Die Statistik ist niederschmetternd: Rund 30 Prozent der Auszubildenden in der Pflege brechen, laut des Deutschen Pflegehilfswerks, ihre Ausbildung vor Erreichen ihres Abschlusses ab. Damit liegt der Wert über dem Branchenschnitt, der laut Bundesinstitut für Berufsbildung (BIBB) im aktuellsten untersuchten Jahr 2021 bei 26,7 Prozent lag.
Das Pflegehilfswerk vermutet hinter den hohen Zahlen nicht in erster Linie monetäre Gründe – schließlich ist die Ausbildungsvergütung in der Pflege, verglichen mit anderen Ausbildungsgängen, vergleichsweise hoch.
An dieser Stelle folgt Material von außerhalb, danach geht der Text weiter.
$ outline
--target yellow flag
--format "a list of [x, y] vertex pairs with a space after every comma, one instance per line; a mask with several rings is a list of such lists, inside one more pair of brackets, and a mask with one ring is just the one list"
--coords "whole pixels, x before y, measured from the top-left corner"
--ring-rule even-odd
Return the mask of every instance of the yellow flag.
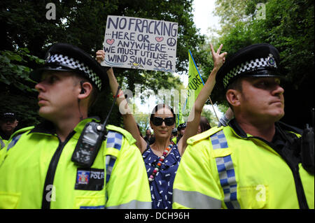
[[[193, 91], [195, 94], [191, 94], [191, 92], [188, 92], [188, 99], [186, 100], [186, 110], [190, 112], [191, 108], [196, 101], [197, 96], [200, 92], [201, 89], [204, 85], [204, 80], [202, 80], [200, 73], [199, 73], [198, 69], [197, 68], [196, 63], [195, 62], [192, 55], [190, 50], [188, 52], [189, 57], [189, 69], [188, 69], [188, 85], [186, 89], [190, 89]], [[192, 99], [192, 97], [195, 97]]]

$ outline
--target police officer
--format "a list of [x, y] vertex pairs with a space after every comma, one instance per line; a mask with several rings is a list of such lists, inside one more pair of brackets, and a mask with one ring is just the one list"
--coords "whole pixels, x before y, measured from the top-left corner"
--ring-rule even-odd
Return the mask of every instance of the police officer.
[[284, 115], [279, 63], [278, 50], [266, 43], [227, 59], [217, 80], [234, 119], [188, 140], [174, 208], [314, 208], [314, 172], [301, 163], [300, 132], [279, 122]]
[[19, 121], [14, 113], [4, 113], [0, 117], [0, 149], [8, 142]]
[[104, 73], [76, 46], [50, 48], [43, 67], [31, 73], [38, 82], [38, 113], [45, 121], [18, 131], [4, 148], [0, 208], [150, 208], [142, 157], [127, 131], [106, 126], [106, 140], [92, 165], [74, 159], [80, 138], [96, 137], [83, 132], [88, 123], [99, 122], [88, 117], [88, 110], [106, 87]]

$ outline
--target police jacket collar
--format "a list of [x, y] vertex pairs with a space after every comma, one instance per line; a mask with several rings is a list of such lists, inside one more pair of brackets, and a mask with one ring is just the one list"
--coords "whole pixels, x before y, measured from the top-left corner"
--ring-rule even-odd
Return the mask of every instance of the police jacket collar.
[[244, 131], [234, 118], [229, 122], [228, 125], [239, 136], [241, 136], [241, 138], [247, 138], [246, 133]]
[[[246, 133], [241, 128], [241, 127], [237, 123], [237, 120], [234, 118], [230, 120], [228, 123], [229, 126], [234, 130], [234, 131], [241, 138], [247, 138], [248, 136]], [[283, 131], [293, 131], [298, 133], [299, 134], [302, 134], [302, 130], [291, 127], [288, 124], [286, 124], [282, 122], [276, 122], [274, 123], [274, 126], [276, 128], [276, 134], [283, 132]]]

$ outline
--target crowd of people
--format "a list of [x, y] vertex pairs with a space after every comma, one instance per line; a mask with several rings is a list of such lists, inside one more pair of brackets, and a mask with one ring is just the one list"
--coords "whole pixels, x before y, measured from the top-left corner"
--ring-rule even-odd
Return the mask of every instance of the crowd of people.
[[[95, 59], [53, 45], [30, 73], [44, 121], [13, 133], [14, 114], [1, 120], [0, 208], [314, 208], [303, 133], [279, 122], [278, 50], [255, 44], [225, 59], [222, 48], [210, 45], [214, 67], [191, 121], [176, 127], [173, 108], [158, 104], [154, 136], [148, 129], [143, 136], [113, 68], [100, 65], [105, 52]], [[211, 127], [201, 113], [216, 82], [230, 108]], [[123, 128], [88, 116], [106, 87], [124, 110]]]

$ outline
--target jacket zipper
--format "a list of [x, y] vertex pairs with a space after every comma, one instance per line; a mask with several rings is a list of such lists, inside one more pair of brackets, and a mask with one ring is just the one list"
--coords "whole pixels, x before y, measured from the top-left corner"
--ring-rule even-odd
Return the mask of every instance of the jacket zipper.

Für die Branche ist die hohe Abbrecher-Quote besonders bitter, denn der Personalmangel ist groß – deshalb wiegt der Absprung einer bereits für sich gewonnenen Kraft umso schwerer. Und wahrscheinlich war es mühsam genug, die Auszubildenden überhaupt für sich zu gewinnen. Mit großer Hoffnung und Tatendrang sind die Neu-Azubis dann gestartet – doch irgendetwas muss sie im Laufe ihrer bisherigen Ausbildung bewegt haben, ihre damalige Entscheidung zu überdenken.
Neben beruflichen Gründen (z.B. falsche Vorstellungen über die Pflege im Allgemeinen), persönlichen Gründen (z.B. Umzug in eine andere Region oder Krankheit) sind betriebliche Gründe eine Möglichkeit, weshalb sich Auszubildende zum Abbruch entscheiden.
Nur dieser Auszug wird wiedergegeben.